The Price Argument —$2,195?!
Spiegel made a specific and surprising argument about Specs’ pricing on CNBC. “It’s always about improving the value of the device. For us, the bar is something that’s 10 times better than the next best experience — which is the smartphone,” Spiegel said. He did not apologise for the price. He called it a function of value, not cost. Additionally, Spiegel said the company plans to release parenting “tools to make it easier to share the Specs with your teenager with a more limited set of Lenses,” as well as OS-level features for managing what children can access.
The post-smartphone thesis deserves attention on its own. “Almost 20 years since the launch of the iPhone, people are ready to think about computing differently,” Spiegel told CNBC. He is betting that a meaningful subset of consumers — early adopters, creators, professionals — will pay $2,195 to remove the glass rectangle from their face and put computing into their field of vision instead. That bet is not irrational. By contrast, it is an early-adopter play, not a mass-market launch. Snap has invested over $3 billion in AR research across a decade. Specs is that investment reaching a product.

TF Summary: What’s Next
Snap Specs ship this fall in the US, UK, and France. The $200 refundable deposit activates preorders now. The Lens Studio developer programme is open on Windows and macOS. Snap has not confirmed pricing for other markets. Meta‘s own AR display glasses launch later in 2026 — Samsung’s Android XR glasses are also expected in fall 2026.
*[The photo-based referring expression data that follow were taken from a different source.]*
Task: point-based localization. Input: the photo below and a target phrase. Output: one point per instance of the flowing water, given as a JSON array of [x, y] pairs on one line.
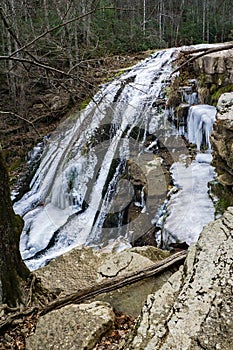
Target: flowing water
[[100, 179]]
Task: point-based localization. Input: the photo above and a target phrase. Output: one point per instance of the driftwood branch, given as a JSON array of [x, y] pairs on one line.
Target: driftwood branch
[[91, 292], [203, 52], [22, 118], [115, 283]]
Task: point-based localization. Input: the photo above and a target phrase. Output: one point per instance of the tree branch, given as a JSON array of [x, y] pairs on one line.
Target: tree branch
[[203, 53], [116, 283], [22, 118]]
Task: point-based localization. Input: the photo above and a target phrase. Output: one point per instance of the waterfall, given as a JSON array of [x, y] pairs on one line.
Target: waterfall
[[81, 192], [191, 208], [200, 124]]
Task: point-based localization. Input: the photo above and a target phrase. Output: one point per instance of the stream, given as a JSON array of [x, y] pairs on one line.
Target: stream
[[103, 176]]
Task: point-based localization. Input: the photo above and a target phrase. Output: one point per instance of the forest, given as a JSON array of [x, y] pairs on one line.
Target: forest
[[42, 41], [54, 54]]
MY FORECAST: Snap’s Specs AR glasses will sell out their initial production run entirely to early adopters — and that is not a bullish statement. First-generation true AR glasses at $2,195 have a limited addressable market. The developers, creators, and AR-curious professionals who buy Specs this fall will define the use cases that make or break the platform. A single genuinely useful daily application — navigation, translation, or professional field reference — that proves seamlessly better than a smartphone creates the product narrative Snap needs for a second generation at a lower price. By contrast, without that application, Specs is another premium AR device that enthusiasts try and return. The iPhone comparison Spiegel keeps making is structurally apt in one specific way. The first iPhone succeeded not because of its price but because of one killer use case. Specs needs to find its equivalent.